In any case, I no longer trust that the government won't tax/seize 401ks, which, after people turn 70, are not supposed to be taxed. Also, I predict eventually people who are merely middle class won't get social security. So, no social security, and your 401k is taxed — perhaps heavily.
Yes, I'd consider not rolling over my 401k the next time I switch jobs.
When I quit my job, I rolled it over into an IRA where I make my own in testament decisions. Then you are free to invest in those things you mentioned.
> “I have heard the IRS often doesn’t track the cashed-out 401Ks.”
Not exactly right. I cashed out two IRA’s when I quit a job in December several years ago. After I moved to a new job (out of state), I rolled them over at my new location (it was about a week under the time limit). Shortly after April 15th that year, I got a letter from the IRS threatening me for cashing out my IRA’s, not rolling them over, and not paying a huge penalty for keeping the money. I eventually proved to them that I had rolled them over and within the time limit. It took several letters.

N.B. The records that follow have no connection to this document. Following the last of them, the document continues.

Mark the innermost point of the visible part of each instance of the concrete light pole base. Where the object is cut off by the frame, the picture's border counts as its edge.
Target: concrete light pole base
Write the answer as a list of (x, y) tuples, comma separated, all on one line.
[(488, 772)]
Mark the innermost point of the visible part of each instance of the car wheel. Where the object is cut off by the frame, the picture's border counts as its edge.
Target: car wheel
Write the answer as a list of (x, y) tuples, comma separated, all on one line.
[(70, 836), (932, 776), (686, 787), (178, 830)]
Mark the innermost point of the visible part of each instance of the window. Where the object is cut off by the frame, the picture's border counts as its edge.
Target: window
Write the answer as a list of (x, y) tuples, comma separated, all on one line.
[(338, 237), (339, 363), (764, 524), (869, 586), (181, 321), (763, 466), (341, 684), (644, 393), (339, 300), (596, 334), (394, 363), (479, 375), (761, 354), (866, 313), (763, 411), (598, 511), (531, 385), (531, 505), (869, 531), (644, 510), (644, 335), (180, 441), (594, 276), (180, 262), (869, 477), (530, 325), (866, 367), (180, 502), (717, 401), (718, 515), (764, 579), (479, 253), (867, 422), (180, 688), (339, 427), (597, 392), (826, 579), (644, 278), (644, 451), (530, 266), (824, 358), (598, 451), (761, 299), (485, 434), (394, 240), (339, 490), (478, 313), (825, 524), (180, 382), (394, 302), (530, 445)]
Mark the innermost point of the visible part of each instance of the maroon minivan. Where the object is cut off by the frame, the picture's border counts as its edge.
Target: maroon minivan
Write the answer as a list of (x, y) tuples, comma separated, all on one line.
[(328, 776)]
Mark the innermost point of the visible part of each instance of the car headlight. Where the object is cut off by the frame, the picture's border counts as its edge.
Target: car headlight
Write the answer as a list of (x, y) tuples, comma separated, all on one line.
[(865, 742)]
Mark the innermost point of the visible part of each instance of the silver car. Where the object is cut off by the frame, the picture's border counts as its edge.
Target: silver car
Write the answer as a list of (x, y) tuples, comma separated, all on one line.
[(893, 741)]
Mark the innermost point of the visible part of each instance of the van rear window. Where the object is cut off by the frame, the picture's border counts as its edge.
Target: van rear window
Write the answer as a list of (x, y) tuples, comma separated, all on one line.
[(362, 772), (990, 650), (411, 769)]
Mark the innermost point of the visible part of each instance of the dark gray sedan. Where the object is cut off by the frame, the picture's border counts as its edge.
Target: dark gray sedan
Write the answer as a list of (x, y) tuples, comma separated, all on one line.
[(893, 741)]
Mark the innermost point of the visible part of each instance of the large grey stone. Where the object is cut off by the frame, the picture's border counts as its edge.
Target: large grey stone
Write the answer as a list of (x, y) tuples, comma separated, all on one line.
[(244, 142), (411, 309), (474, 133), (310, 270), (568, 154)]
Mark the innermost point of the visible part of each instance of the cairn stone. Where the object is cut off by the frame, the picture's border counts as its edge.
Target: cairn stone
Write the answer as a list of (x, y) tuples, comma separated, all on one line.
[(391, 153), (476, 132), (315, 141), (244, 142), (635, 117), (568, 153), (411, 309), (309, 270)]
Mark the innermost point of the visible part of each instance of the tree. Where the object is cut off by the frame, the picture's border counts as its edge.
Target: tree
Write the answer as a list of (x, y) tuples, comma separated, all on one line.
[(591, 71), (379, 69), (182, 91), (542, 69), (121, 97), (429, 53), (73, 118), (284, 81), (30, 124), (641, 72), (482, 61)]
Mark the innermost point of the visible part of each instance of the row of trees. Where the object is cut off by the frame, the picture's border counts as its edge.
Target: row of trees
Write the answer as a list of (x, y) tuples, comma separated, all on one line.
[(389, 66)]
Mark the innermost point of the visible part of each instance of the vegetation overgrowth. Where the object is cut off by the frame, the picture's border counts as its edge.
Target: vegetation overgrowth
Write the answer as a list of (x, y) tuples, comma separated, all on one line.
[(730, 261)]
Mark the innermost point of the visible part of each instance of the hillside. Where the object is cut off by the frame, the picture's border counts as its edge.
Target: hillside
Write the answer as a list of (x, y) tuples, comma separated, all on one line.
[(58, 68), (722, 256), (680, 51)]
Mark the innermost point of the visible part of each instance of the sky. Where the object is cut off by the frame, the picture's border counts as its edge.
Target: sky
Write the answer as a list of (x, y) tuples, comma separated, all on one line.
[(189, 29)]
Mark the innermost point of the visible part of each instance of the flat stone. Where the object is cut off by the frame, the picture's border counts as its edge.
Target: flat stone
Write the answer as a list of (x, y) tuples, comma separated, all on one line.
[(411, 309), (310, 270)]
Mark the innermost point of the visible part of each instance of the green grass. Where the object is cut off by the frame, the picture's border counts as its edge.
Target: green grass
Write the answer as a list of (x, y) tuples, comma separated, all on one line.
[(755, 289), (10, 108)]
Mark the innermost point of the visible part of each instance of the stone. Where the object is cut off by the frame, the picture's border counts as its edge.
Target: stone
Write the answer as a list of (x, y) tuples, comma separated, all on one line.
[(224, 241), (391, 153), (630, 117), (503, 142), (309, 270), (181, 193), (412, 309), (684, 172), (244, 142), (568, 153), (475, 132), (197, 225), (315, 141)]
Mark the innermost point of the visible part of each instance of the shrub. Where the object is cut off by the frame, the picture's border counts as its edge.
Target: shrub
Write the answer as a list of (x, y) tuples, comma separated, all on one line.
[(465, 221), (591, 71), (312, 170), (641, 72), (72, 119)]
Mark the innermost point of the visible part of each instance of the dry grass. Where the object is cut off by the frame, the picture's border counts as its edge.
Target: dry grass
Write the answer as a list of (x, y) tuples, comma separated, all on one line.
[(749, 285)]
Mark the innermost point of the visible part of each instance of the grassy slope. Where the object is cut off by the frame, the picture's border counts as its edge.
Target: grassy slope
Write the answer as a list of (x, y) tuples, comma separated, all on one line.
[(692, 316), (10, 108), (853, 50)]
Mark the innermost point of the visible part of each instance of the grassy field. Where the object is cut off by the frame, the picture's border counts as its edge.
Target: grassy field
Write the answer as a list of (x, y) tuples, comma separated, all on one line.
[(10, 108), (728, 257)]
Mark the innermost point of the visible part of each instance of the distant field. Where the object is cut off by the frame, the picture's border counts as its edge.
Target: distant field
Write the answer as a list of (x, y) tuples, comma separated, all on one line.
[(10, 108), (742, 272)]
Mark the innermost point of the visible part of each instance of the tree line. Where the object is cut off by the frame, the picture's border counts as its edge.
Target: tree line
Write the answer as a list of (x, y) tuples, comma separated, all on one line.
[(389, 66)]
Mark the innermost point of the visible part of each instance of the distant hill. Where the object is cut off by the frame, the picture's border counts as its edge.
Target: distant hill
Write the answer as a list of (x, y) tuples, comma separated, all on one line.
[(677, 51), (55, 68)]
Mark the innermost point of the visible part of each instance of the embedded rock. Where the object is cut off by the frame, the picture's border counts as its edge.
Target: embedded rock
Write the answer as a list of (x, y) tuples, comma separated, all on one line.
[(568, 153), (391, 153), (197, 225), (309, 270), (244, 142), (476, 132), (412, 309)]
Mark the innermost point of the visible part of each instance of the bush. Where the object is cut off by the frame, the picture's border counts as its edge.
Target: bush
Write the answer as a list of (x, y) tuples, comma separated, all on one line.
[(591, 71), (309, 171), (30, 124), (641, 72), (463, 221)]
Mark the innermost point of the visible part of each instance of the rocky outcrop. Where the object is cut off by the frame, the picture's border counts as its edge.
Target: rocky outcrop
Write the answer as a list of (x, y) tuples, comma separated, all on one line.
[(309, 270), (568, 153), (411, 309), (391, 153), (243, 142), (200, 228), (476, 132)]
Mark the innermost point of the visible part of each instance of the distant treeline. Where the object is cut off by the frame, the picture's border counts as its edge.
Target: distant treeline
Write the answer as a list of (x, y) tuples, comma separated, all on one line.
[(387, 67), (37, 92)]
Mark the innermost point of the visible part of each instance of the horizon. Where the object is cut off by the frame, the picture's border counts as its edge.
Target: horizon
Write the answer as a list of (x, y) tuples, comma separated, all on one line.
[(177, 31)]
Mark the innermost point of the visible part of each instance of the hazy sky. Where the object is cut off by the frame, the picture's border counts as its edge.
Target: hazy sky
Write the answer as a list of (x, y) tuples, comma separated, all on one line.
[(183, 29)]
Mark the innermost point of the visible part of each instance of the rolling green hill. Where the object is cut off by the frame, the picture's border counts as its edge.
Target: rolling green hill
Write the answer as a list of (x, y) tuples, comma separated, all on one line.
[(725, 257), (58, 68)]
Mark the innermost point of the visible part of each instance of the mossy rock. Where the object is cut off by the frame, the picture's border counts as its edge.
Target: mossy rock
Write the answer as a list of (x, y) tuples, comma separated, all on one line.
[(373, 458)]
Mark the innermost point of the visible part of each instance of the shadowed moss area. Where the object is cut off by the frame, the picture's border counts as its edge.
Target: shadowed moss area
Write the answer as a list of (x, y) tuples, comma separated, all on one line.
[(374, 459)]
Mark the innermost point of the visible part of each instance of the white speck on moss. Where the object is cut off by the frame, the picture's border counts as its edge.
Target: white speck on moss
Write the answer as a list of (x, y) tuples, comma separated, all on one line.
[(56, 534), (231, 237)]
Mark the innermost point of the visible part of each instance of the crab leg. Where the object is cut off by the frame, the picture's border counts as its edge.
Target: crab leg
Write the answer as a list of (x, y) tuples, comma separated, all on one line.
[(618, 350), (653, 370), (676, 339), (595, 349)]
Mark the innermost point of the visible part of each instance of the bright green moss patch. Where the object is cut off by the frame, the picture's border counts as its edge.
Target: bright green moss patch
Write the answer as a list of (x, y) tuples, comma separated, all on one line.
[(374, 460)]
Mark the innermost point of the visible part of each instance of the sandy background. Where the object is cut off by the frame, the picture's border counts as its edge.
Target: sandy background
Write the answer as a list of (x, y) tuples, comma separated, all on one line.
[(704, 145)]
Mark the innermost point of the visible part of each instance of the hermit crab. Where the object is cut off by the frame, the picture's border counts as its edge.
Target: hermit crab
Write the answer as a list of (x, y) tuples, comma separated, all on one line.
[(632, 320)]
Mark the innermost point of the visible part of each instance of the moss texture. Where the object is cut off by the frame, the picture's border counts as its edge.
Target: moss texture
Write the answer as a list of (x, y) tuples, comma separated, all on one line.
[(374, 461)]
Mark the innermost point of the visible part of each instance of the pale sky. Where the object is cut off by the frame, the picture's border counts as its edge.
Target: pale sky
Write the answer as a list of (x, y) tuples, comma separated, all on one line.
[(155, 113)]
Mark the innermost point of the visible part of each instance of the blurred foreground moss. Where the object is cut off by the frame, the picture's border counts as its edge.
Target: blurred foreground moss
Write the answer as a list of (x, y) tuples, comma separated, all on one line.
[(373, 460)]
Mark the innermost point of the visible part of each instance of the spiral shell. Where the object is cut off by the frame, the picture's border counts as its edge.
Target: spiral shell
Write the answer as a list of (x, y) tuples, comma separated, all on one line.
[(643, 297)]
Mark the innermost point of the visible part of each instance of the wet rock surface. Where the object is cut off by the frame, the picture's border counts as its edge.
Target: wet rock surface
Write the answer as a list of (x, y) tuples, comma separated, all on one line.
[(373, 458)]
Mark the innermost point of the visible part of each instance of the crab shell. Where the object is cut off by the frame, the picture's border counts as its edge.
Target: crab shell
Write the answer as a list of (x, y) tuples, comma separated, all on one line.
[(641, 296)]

So, I would say that they very definitely track when you cash out an IRA. They don’t seem to track when you legally roll them over, however.
Not true.
The IRS tracks this very closely and your plan will result in you needing a lawyer.
The company that holds your IRA does not want trouble with the IRS so they make sure they are covered six ways from Sunday. It is after all, their business. They know all the tricks.
Let me assure you that 401(k) redemptions are one of the easiest things for the IRS to track. When you cash out your 401(k), the administrator of your 401(k) account will file a form with the IRS that reports the exact amount you have cashed out. If you roll it into an IRA it is reported as a tax-exempt rollover on one type of form (a 1099-R, I believe). If you take the money out completely, it is reported as a 401(k) distribution on a different form.
The forms that the administrator files with the IRS have your Social Security number on them, so cross-checking between your tax return and the 401(k) distribution form your plan administrator files is so easy that the IRS uses a computer program to do it.
I believe that anyone with their own retirement accounts will be punished with reduced Social Security payments (this is already done when applying for financial aid for college; those with PARENTS with assets don’t get anything); they will also continue to underreport inflation to stifle cost-of-living increases. They will also continue to raise the age for eligibility (in my case, 67 instead of 65); fewer people will live long enough to collect it.
Raising the minimum wage will also force higher SS contributions (and income and Medicare and unemployment taxes)...
They do. On top of the tax, you will pay interest and probably a failure to pay penalty. Because the offsetting reporting form is generally not issued by the firm that receives your rollover until the next year it might take 2 years, enough to really run up the interest. If it is large enough and you do not pay fast enough you risk a Lien on your property or business.
Roll it over to a Roth IRA or pay the tax upfront and be done with it.